6. La préfète de l’Isère a, en cours d’instance, délivré à la requérante une attestation de prolongation d’instruction de sa demande valable jusqu’au 22 octobre 2025. Si Mme B fait valoir qu’elle n’a plus le droit de travailler ni de franchir les frontières et qu’en l’absence de droit au séjour, elle ne pourra pas entreprendre une croisière prévue du 31 août au 14 septembre 2025, la délivrance de cette attestation autorise Mme B à travailler et à franchir les frontières de l’espace Schengen jusqu’au 22 octobre 2025. Par suite, la condition d’urgence ne peut être regardée comme remplie en l’espèce. Dès lors, les conditions de l’intervention du juge des référés sur le fondement de l’article L. 521-1 du code de justice administrative n’étant pas réunies, les conclusions tendant à la suspension de la décision par laquelle la préfète de l’Isère a implicitement rejeté la demande de titre de séjour présentée par Mme B doivent être rejetées. Il en va de même, par voie de conséquence, de ses conclusions à fin d’injonction, d’astreinte ainsi que de ses conclusions présentées sur le fondement de l’article L. 761-1 du code de justice administrative.
O R D O N N E :
Article 1er :La requête présentée par Mme B est rejetée.

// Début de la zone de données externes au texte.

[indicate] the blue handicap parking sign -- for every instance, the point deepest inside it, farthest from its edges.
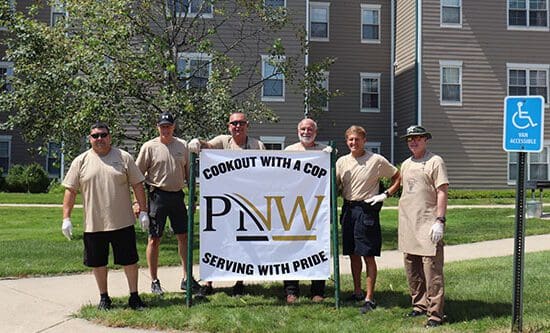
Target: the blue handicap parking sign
(523, 124)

Article 2 :La présente ordonnance sera notifiée à Mme C A, épouse B et au ministre de l’intérieur.
Copie en sera délivrée à la préfète de l’Isère
Fait à Grenoble, le 29 juillet 2025.
Le juge des référés,
A. Derollepot
La République mande et ordonne au ministre de l’intérieur en ce qui le concerne ou à tous commissaires de justice à ce requis en ce qui concerne les voies de droit commun, contre les parties privées, de pourvoir à l’exécution de la présente décision.